# Innovative topics for Class XII CBSE investigatory projects.



## nikhilsharma007nikx (Jun 15, 2015)

We have been given Chemistry and Physics projects to do and I want something different to do. There are a lot of projects to do in science but nothing that i feel is greatly "investigatory"(especially in physics) . I might have a lot of topics in my mind but i don't really remember such stuff right now. If you people could just name the topics or the basic idea i can work on would be great. I care doing this not for the marks but because I enjoy SCIENCE. One more thing is that would be great if you could suggest topics from electric circuits for physics as i have a lot of resources and of course its my interest . I have done soldering and basic circuit since class 6th and I continue to do so. 

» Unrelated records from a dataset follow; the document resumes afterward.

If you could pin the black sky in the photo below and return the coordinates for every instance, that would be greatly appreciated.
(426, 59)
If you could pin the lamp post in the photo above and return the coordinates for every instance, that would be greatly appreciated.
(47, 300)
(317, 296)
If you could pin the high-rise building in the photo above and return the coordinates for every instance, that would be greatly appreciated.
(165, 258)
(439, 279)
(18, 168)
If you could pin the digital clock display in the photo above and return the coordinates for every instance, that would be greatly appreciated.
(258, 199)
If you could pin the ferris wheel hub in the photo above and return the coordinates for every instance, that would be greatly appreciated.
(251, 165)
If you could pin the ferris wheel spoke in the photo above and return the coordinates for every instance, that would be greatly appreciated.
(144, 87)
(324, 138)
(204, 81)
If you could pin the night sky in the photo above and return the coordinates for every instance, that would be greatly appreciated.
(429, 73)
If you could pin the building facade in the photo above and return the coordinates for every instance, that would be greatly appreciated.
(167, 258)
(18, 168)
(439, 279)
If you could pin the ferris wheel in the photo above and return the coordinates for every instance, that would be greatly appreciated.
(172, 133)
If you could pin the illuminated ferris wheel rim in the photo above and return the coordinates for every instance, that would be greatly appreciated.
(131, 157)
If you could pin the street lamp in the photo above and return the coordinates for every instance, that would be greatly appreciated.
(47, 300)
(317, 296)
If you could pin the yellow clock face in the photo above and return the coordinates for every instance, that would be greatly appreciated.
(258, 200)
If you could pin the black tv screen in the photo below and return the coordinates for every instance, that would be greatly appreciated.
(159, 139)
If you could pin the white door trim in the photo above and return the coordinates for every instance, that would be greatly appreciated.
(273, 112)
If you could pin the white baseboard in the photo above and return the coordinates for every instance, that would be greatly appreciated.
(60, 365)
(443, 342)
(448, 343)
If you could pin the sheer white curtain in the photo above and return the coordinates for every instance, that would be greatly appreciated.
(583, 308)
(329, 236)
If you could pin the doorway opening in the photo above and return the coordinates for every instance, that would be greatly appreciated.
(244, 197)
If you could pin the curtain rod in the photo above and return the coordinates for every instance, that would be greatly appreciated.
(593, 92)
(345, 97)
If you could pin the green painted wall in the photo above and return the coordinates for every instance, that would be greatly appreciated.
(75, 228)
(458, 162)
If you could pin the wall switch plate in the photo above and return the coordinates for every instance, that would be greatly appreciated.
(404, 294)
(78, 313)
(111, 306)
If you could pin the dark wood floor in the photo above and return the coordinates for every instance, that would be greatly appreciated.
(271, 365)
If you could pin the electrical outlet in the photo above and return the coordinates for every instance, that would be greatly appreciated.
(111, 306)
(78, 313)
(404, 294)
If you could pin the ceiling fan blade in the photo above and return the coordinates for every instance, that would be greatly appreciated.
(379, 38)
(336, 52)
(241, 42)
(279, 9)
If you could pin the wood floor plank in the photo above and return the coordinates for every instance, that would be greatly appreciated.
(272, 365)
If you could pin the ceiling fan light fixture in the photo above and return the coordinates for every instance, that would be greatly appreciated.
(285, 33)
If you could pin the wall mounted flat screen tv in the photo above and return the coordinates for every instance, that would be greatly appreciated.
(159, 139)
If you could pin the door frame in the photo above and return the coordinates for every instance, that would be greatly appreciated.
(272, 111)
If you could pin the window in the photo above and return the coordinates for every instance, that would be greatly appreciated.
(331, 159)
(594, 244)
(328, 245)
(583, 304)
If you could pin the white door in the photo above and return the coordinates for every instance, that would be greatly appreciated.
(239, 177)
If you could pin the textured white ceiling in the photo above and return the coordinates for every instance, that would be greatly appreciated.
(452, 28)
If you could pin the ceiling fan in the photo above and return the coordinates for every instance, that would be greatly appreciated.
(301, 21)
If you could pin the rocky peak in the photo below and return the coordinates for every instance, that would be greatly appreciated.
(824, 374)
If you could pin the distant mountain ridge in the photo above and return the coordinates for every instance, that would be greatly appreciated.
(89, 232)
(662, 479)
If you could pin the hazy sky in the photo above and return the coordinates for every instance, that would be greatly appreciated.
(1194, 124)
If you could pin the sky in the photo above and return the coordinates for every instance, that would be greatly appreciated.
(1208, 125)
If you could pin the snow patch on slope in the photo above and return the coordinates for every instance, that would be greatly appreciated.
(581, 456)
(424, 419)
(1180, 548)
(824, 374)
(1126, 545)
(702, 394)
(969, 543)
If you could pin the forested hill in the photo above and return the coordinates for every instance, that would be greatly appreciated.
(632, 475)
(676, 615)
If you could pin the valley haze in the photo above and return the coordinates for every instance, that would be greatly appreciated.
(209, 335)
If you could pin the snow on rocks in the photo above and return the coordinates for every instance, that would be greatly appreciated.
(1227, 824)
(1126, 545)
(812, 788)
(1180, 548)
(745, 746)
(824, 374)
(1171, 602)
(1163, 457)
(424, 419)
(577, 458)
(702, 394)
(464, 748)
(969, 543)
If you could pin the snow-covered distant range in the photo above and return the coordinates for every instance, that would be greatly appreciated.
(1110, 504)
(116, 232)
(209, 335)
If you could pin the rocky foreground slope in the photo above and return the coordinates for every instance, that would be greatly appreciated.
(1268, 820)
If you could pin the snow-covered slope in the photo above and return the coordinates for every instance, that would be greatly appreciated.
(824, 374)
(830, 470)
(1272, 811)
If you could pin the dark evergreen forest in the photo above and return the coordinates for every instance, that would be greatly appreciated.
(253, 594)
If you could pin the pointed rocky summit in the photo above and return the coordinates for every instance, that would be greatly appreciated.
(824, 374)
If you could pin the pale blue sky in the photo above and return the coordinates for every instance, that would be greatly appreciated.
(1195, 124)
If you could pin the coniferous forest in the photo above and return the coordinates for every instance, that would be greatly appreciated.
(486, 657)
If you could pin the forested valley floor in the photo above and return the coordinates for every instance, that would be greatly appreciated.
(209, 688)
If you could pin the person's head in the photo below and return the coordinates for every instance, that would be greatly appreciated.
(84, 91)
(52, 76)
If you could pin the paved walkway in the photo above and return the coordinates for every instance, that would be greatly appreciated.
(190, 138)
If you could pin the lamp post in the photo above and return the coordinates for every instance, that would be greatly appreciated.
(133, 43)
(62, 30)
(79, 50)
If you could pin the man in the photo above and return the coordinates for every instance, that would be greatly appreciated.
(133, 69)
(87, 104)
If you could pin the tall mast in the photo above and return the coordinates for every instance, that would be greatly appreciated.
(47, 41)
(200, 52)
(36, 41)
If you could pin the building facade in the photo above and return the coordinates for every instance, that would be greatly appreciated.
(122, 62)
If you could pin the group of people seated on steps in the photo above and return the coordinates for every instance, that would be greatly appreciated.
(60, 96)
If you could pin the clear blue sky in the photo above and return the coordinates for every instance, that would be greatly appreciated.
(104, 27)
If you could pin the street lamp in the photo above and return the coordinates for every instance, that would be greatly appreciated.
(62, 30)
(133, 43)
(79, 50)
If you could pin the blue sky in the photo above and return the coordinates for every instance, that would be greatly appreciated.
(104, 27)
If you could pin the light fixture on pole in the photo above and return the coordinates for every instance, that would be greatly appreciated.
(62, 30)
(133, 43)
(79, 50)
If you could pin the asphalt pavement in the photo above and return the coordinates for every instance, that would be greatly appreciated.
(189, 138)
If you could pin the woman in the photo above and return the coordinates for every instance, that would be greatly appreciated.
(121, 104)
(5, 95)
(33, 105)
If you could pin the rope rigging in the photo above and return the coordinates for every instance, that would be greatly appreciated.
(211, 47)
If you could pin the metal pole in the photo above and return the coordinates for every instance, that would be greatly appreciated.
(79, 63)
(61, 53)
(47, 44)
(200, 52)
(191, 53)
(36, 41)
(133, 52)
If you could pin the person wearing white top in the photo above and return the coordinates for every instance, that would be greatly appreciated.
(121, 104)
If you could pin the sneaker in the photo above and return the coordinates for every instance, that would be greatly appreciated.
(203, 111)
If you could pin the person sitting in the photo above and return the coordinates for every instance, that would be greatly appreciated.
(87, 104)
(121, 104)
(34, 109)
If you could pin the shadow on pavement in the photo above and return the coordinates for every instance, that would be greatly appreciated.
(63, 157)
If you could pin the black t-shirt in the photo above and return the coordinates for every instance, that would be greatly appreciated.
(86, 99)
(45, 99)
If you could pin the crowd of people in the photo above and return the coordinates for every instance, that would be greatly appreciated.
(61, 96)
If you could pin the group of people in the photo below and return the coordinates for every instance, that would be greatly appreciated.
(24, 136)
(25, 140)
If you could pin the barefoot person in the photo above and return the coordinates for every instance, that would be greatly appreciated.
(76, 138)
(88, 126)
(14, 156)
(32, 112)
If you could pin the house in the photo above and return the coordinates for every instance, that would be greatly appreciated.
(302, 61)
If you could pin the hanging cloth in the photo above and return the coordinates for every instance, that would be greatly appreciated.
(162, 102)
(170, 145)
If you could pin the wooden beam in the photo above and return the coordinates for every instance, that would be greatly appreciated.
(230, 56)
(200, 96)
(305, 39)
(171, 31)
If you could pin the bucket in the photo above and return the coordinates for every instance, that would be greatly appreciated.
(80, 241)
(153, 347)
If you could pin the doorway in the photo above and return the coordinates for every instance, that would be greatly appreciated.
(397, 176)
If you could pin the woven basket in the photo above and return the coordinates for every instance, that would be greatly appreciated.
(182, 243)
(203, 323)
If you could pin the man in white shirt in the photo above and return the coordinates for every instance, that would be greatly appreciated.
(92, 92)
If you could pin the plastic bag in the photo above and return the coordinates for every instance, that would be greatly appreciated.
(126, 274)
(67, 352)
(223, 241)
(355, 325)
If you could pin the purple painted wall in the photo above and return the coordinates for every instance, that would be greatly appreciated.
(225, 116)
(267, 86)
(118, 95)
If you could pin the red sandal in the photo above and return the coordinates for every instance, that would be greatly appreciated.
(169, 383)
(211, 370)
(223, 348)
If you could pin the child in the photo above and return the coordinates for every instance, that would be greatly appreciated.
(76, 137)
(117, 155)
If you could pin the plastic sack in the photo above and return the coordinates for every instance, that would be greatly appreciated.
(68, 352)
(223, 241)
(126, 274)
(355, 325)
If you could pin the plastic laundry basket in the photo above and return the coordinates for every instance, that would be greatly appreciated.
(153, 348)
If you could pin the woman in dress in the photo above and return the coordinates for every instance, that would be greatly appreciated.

I made my mind on a few topics like- 
1. Cyclotron (Physics)
2. Amount of Caffeine in Different samples of Tea.( chemistry)

- - - Updated - - -

Let your ideas flow in! please!


----------



## nikhilsharma007nikx (Jun 16, 2015)

Any ideas would work. At least some?


----------



## fz8975 (Jun 16, 2015)

for physics project you can build Logic  gates ..


----------



## nikhilsharma007nikx (Jun 16, 2015)

Thanks for the suggestion. I'll look into it. I have no idea, but ill research. Anything for chemistry?


----------



## Flash (Jun 16, 2015)

The element that can make bones glow - BBC News


----------



## nikhilsharma007nikx (Jun 16, 2015)

I need "project"

- - - Updated - - -

Thank you  [MENTION=118867]fz8975[/MENTION] ,im going ahead with projects on logic gates. im planning to make working models(circuits) and simple computer(calculators sort of something). Ill be posting videos on youtube for other who need help. Thanks for the topic =)

- - - Updated - - -
 [MENTION=142062]Flash[/MENTION] ,its a great article but im in need of projects, like something to work on or research on. These things are out of my reach. Something that can be easily sourced by the school or me would be a better option.


----------



## nikhilsharma007nikx (Jun 21, 2015)

Im done with my physics project. No working models as my teacher didnt want us to. 9 days to end the holidays and im still left with a heck lot of work, along with all the holiday homework. please some easy peasy ideas on some chemistry project as soon as possible?


----------



## nikhilsharma007nikx (Jun 22, 2015)

Any one?


----------



## fz8975 (Jun 22, 2015)

pH of different fruit juices


----------



## nikhilsharma007nikx (Jun 22, 2015)

Nah, I'm thinking of doing quantity of caffeine in diff tea samples.


----------



## Flash (Jun 22, 2015)

You may want to do some experiments on nutritional content of Nestle products..


----------



## nikhilsharma007nikx (Jun 22, 2015)

Hahaha, that's innovative, if only you could have told me earlier . Now I don't have time, I'll just go with what I decided. Keep posting more suggestions, other will get help.


----------



## powerhoney (Jun 22, 2015)

Maybe you could test amount of MSG and/or lead in different noodle brands in India!!!


----------



## GamerSlayer (Sep 15, 2015)

Guys, I need a good topic for my Physics Project! Pls help... I don't have a lot of time left!


----------



## SaiyanGoku (Sep 15, 2015)

GamerSlayer said:


> Guys, I need a good topic for my Physics Project! Pls help... I don't have a lot of time left!


How about wormholes, blackholes or wait for it....


TIME TRAVEL


----------



## nikhilsharma007nikx (Sep 15, 2015)

SaiyanGoku said:


> How about wormholes, blackholes or wait for it....
> 
> 
> TIME TRAVEL


It has to be "investigatory", something to show. Like using equipments. All that is theoretical.


----------



## GamerSlayer (Sep 17, 2015)

Someone help me with a topic please! It has to be theoretical and has to be something that I can perform in the school Lab!


----------



## SaiyanGoku (Sep 17, 2015)

GamerSlayer said:


> Someone help me with a topic please! It has to be theoretical and has to be something that I can perform in the school Lab!


Does your school's physics lab has semiconductor lasers? If yes, then try to perform the YDSE.


----------